Vitamins and minerals
All sorts of vitamins and minerals, especially those with antioxidant effects such as vitamin A, vitamin C, vitamin E and selenium but also iron, copper and zinc. Fruit and vegetables are the best natural source of these: go for berries, oranges, grapefruit and apples, which are sweet but have a low glycemic index. Leafy green or cruciferous vegetables (broccoli, cabbage, spinach, kale, dandelion greens), as well as other vegetables such as onions, carrots, tomatoes or squash, are also full of vitamins, minerals, fibre and disease-fighting nutrients that are needed for a healthy nervous system. Make every meal a rainbow.
Now for the no-nos
At the same time, some foods are a big no-no. These include fast food, fried food such as fish and chips, fatty foods such as red meat, pork and high-fat dairy, and, most of all, processed foods: baked goods loaded with trans fats and refined sugar such as cakes, biscuits, crisps, ready meals and frozen pizza, as well as many snacks. Then there are all of the margarine and commercial cheeses, along with other spreadable or creamy products. Ditto for processed meats such as salami, bologna and frankfurters. The more of these processed foods you consume on a regular basis, the higher your risk of cognitive decline and dementia. Across multiple studies, people who consumed as little as 2g a day of trans fats had twice the risk of those who ate less than 2g. It’s disheartening to discover that most people in those studies ate at least 2g a day, with the majority of participants eating more than double that dose on a regular basis.

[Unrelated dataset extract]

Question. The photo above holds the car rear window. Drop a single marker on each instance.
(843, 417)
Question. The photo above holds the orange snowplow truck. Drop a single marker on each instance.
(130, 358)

The human brain has evolved over millions of years to absorb specific nutrients and to function on a relatively specific diet. Now our society must also evolve, to attend to what our brains need to be fed. On a personal level, that’s for anyone pursuing a long life and a youthful brain to enjoy it. On a global level, that is millions of people who will have a chance to age gracefully with their mental capacities intact.